By Lara Bullock|02 March 2016
Cholena Orr

Lawyers need to review their personal habits to maximise their efficiency, according to a workplace productivity expert.

Speaking with Lawyers Weekly ahead of her webinar series with CPD For Me, Cholena Orr (pictured), director of pac executive Human Capital, said that lawyers need to hone in on their bad habits to improve their productivity.

“Research tells us that around 40 to 45 per cent of the choices we make each day are due to habit,” Ms Orr said.

“Unfortunately, most of us have never been taught how to work and this means that over time many lawyers have developed inefficient habits.”


According to Ms Orr, inefficient habits include checking email too often, over complicating filing systems, not applying discipline to meetings, allowing ourselves to get interrupted and lack of planning.

Ms Orr said that according to research, people are interrupted by incoming email at least once every thirteen minutes, but it takes between one and 24 minutes to refocus on a task after checking your email.

“The maths just doesn’t work,” she said.

“Determine how long a client can wait for a response from you if they email you, and then put appointments in your diary to check your email at those times and only those times.”

Beyond the distraction of frequent email checking, Mr Orr said many lawyers need to assess their use of technology in general.


“Technology should be an enabler.

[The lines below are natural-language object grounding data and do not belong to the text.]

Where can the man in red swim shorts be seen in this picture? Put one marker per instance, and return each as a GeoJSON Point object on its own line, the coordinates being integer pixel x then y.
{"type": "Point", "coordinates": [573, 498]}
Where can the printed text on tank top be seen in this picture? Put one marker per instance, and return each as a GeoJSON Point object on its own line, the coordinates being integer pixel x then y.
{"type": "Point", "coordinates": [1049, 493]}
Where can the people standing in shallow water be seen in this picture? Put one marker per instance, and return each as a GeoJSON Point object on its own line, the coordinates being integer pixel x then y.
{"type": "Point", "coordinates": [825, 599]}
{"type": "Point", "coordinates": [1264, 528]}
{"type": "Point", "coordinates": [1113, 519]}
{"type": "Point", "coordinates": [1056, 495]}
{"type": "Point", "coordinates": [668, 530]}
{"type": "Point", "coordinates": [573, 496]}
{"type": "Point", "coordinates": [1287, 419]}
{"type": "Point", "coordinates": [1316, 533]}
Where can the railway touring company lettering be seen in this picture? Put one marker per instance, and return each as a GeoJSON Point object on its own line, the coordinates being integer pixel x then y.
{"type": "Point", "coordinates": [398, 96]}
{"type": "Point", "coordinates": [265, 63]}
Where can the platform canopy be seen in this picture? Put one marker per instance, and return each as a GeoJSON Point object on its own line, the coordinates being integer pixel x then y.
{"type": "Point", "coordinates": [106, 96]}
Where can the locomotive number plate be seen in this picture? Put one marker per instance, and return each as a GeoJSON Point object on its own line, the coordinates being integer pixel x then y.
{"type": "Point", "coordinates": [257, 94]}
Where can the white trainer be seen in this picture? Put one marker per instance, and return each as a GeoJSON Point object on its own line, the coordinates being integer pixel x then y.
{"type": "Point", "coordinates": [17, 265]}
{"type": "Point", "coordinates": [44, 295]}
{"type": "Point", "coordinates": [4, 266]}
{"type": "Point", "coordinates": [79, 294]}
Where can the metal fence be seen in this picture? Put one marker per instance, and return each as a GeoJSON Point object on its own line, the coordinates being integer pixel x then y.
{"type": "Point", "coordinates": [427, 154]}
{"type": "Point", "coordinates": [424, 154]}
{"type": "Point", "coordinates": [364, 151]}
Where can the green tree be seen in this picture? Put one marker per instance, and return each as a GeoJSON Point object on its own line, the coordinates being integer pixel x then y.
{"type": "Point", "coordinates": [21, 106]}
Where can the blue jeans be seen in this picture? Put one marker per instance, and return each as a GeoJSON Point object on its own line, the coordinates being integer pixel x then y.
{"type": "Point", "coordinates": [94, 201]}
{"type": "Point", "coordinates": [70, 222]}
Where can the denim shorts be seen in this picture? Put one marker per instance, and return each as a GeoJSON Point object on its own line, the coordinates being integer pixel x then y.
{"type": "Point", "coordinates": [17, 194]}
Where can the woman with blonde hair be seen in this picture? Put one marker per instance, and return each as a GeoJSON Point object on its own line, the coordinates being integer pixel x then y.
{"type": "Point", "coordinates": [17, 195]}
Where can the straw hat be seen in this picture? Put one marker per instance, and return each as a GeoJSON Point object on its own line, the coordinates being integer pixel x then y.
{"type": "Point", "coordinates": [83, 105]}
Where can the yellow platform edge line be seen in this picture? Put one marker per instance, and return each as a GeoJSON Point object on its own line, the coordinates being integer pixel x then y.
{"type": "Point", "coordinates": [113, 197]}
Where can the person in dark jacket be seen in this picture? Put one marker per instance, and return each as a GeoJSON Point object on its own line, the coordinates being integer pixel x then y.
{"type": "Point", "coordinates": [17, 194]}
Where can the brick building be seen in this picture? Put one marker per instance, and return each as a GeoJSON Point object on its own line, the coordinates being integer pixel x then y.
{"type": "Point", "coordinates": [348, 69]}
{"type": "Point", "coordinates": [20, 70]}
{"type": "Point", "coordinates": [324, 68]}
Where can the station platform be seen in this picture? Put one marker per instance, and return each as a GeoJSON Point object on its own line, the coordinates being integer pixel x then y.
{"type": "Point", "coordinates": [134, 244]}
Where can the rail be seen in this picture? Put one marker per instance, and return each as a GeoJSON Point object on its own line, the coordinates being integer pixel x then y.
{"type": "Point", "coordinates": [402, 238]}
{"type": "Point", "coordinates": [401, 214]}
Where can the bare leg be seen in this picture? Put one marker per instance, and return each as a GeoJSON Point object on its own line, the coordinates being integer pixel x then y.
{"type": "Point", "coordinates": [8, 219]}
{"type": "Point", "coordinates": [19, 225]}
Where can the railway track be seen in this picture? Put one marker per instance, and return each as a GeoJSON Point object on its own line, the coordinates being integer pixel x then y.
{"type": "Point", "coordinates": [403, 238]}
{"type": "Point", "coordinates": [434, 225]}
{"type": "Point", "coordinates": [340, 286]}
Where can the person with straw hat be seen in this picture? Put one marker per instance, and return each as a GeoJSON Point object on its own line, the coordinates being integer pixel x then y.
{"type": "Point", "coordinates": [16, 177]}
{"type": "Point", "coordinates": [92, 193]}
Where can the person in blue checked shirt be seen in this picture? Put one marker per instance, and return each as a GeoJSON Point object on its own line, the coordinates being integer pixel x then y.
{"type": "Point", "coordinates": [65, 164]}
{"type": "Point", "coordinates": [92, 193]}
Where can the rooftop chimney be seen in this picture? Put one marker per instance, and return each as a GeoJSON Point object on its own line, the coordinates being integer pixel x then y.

If it’s not, then the ‘tail is wagging the dog’,” Mr Orr said.

“By learning how to use our technology, we can improve our efficiency and effectiveness.”

A third bad habit many lawyers have is giving up personal time to cope with increasing workloads.

“Every hour you work over 50 hours per week has been proven to both decrease your personal efficiency, and increase your personal misery,” she said.

“The impact is that lawyers are amongst the least happy professionals in Australia. Apart from the impact on mental health, there is a huge impact upon productivity.”